How Agile is Your Resource and Capacity Planning

I asked Jerry Manas, author of The Resource Management and Capacity Planning Handbook: A Guide to Maximizing the Value of Your Limited People Resources, that question in a recent podcast. The podcast and entire transcription can be found at Resource & Capacity Planning.

An excerpt from the podcast:

Joe:   Resource capacity and planning seems kind of very disciplined and very structured; is it?
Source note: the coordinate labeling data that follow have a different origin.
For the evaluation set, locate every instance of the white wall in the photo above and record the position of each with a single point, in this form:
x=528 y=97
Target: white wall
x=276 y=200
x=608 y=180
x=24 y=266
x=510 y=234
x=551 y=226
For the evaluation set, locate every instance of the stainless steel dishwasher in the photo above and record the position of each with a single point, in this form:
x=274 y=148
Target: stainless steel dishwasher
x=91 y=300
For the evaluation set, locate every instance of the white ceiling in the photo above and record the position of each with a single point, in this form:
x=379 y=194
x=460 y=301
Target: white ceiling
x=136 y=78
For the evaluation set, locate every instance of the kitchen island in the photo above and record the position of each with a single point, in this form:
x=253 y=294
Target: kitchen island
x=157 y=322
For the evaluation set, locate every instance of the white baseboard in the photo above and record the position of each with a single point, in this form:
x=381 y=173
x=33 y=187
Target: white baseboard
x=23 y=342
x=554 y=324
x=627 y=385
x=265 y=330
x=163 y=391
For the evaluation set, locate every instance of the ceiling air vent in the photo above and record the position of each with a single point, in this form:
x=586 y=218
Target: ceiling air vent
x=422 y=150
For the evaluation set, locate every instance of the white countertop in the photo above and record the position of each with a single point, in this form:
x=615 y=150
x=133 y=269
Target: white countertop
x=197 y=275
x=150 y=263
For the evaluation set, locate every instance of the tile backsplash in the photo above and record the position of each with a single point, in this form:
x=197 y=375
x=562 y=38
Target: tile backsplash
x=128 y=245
Jerry: Well it’s structured in a way. It’s disciplined in that if you look at it contextually, with any organization, you have work coming in and there’s some kind of a brief step or to assess the work that’s coming in, if it’s bigger than a red box, where it should go, something like that, some kind of scoring or scoping or something with the work coming in. But then instead of just sending it into project execution and saying, okay let’s go – which a lot of companies do, they say okay let’s go and then resources aren’t available. Usually, you find that out when a project gets delayed or things like that.

It’s structured in the sense of as this work comes in, ideally it should hop over into some sort of investment planning or portfolio planning mode where the work can come in and you can assess it in the context of all the work in the portfolio. When you assess that, to whatever even if it’s a thinking step, whatever method you use, the idea is to bring it into the portfolio, assess where can this fit in, how does it fit in in terms of importance, what’s the available capacity to do this work and this is the part everybody leaves out, when can I do the work based on my capacity or do I need to start looking at alternative sourcing strategies and start using contractors. Contractors don’t always work for everything but if you have a strategy for it, some kind of strategy to say here are the cases where we’re going to consider bringing in contractors where it makes sense and then have those as an option, otherwise the work has to slip or really you just have limited options, either you reduce the scope and you slip the work or you bring in help. So even at that high level helps an organization.

When you plan when you can do the work, then you come over, and that’s when you can get into execution and then assigning your resources and things like that. But that missing piece, that whole capacity planning piece is what a lot of organizations skip and they don’t have the process to do that.

Joe:   I think one of the buzz words for a long time now is agile and in a lot of company, you asked anybody in any company, “Oh, we’re agile…” Does this conflict with an agile mentality or does it help it?

Jerry: Actually it helps it. In fact, I speak quite heavily about agile. The thing is with agile; it is a bit of a different animal; it really turns everything on its head. So if you look at a wonderful project, really it starts out with a plan and then you’re estimating the cost and the schedules. You’re saying, okay here’s my requirement, here’s my scope and then I’m saying, okay what’s this going to cost me to do and when can we get done? Agile literally turns that upside down. It says, okay here are the features that I like but what I’m going to do is I’m going to fix the cost and the schedule so I’m going to have a…here’s my release period or my sprints during a certain time period and now I’m going to estimate, these are the features that I think I can deliver within that schedule. So really, it’s a completely different animal that literally turns a waterfall model on its head.

But from a resource planning perspective, people say, okay well since we’re agile well does that mean we can’t plan resources? Well, with a lot of agile organizations, what I suggest is at least reserving your resources at a high level. Even if it’s at a sprint level, saying okay we’re going to reserve our resources, so you can get some kind of sense of demand because those projects consume resources too and if you’re not tracking that work at all, if those resources are isolated to a specific project, it’s not as much of an issue but if they’re shared with the rest of the organization or they’re doing other things, then you really need to at least keep track at a high level of what the resources are doing. I don’t think you need to get into detailed resource allocations like test level things because that would be a fruitless effort on an agile project but at least at a high level to be able to get a sense of demand and that way you can mix that demand in with waterfall projects or whatever other kind of projects are going on in the company.